Re: plan_rows confusion with parallel queries

From: Robert Haas <robertmhaas(at)gmail(dot)com>
To: Tom Lane <tgl(at)sss(dot)pgh(dot)pa(dot)us>
Cc: Tomas Vondra <tomas(dot)vondra(at)2ndquadrant(dot)com>, "pgsql-hackers(at)postgresql(dot)org" <pgsql-hackers(at)postgresql(dot)org>
Subject: Re: plan_rows confusion with parallel queries
Date: 2017-01-11 18:24:38
Message-ID: CA+TgmoaDxZ5z5Kw_oCQoymNxNoVaTCXzPaODcOuao=CzK8dMZw@mail.gmail.com
Views: Raw Message | Whole Thread | Download mbox | Resend email
Thread:
Lists: pgsql-hackers

On Wed, Nov 2, 2016 at 10:54 PM, Tom Lane <tgl(at)sss(dot)pgh(dot)pa(dot)us> wrote:
>>>> I got confused by that a minute ago, so no you're not alone.
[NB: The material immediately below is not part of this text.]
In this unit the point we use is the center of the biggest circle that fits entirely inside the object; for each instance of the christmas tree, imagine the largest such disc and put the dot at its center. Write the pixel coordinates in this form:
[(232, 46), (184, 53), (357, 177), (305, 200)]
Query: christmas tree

The problem
>>>> is even worse in join cases. For example:
>>>> Gather (cost=34332.00..53265.35 rows=100 width=8)
>>>> Workers Planned: 2
>>>> -> Hash Join (cost=33332.00..52255.35 rows=100 width=8)
>>>> Hash Cond: ((pp.f1 = cc.f1) AND (pp.f2 = cc.f2))
>>>> -> Append (cost=0.00..8614.96 rows=417996 width=8)
>>>> -> Parallel Seq Scan on pp (cost=0.00..8591.67 rows=416667 width=8)
>>>> -> Parallel Seq Scan on pp1 (cost=0.00..23.29 rows=1329 width=8)
>>>> -> Hash (cost=14425.00..14425.00 rows=1000000 width=8)
>>>> -> Seq Scan on cc (cost=0.00..14425.00 rows=1000000 width=8)
>> Although - it is estimating 1M rows, but only "per worker" estimates are
>> shown, and because there are 2 workers planned it says 1M/2.4 which is
>> the 416k. I agree it's a bit unclear, but at least it's consistent with
>> how we treat loops (i.e. that the numbers are per loop).
>
> Well, it's not *that* consistent. If we were estimating all the numbers
> underneath the Gather as being per-worker numbers, that would make some
> amount of sense. But neither the other seqscan, nor the hash on it, nor
> the hashjoin's output count are scaled that way. It's very hard to call
> the above display anything but flat-out broken.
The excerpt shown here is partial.